Adels-Märchen im "Sissi"-Stil
"Bridgerton" ist Farbe und Exzess. Zu viele Figuren, zu viele Intrigen, viel zu viele Bälle, Blumengirlanden, Etageren. Doch unter jeder Frauenfigur kann jederzeit der Boden wegbrechen: zu wenige Rechte, zu wenig Besitz, zu wenige Möglichkeiten, sich zu wehren und zu verwirklichen. Der Druck, mit dem Kate ihre Schwester Edwina durch die Londoner Ballsaison 1814 lotst? Anthonys Ängste, für seine verwitwete Mutter und seine sieben Geschwister sorgen und entscheiden zu müssen? Figuren voller Verve, Schwung und Tricks, die aber oft keinen Ofen anwerfen können, oder - wie Daphne in Staffel 1 - noch weit nach der Hochzeitsnacht nichts über Verhütung wissen.
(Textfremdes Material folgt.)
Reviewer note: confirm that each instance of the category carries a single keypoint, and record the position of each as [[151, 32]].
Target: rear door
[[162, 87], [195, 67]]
Wer das als bloßes Adelsmärchen im "Sissi"-Stil genießt, findet auch in den neuen Folgen ein (zu langes) Pferderennen, ein (zu langes) Krocket-Match und, als Tief- und als Höhepunkt einer schleppenden Staffel, ein Fest, auf dem niemand erscheint - also tanzt die Gastgeber-Familie endlos alleine selbst im Kreis, für sich. Wer die vielen charismatischen Darsteller*innen mag, mag sie danach noch mehr. Die Figuren aber verlieren, denn die Erzählwelt dümpelt dahin.
Color-conscious Casting
Was also lief hier schief? - Von 2000 bis 2006 erschienen acht "Bridgerton"-Romane, in denen Romantik-Autorin Julia Quinn je eins der Bridgerton-Geschwister die große Liebe finden ließ. Eine Familie aus Nebenrollen, die dann für jeweils einen Band zur Hauptfigur werden. Die Netflix-Version will alle acht Romanzen erzählen (Staffeln 3 und 4 sind in Arbeit) und nimmt sich erzählerische Freiheiten: Im Roman hat Kate Angst vor Gewittern und bricht sich das Bein bei einem Unfall in der Kutsche. Bei Netflix reitet sie durch den Sturm und treibt ihr Pferd zu Sprüngen an.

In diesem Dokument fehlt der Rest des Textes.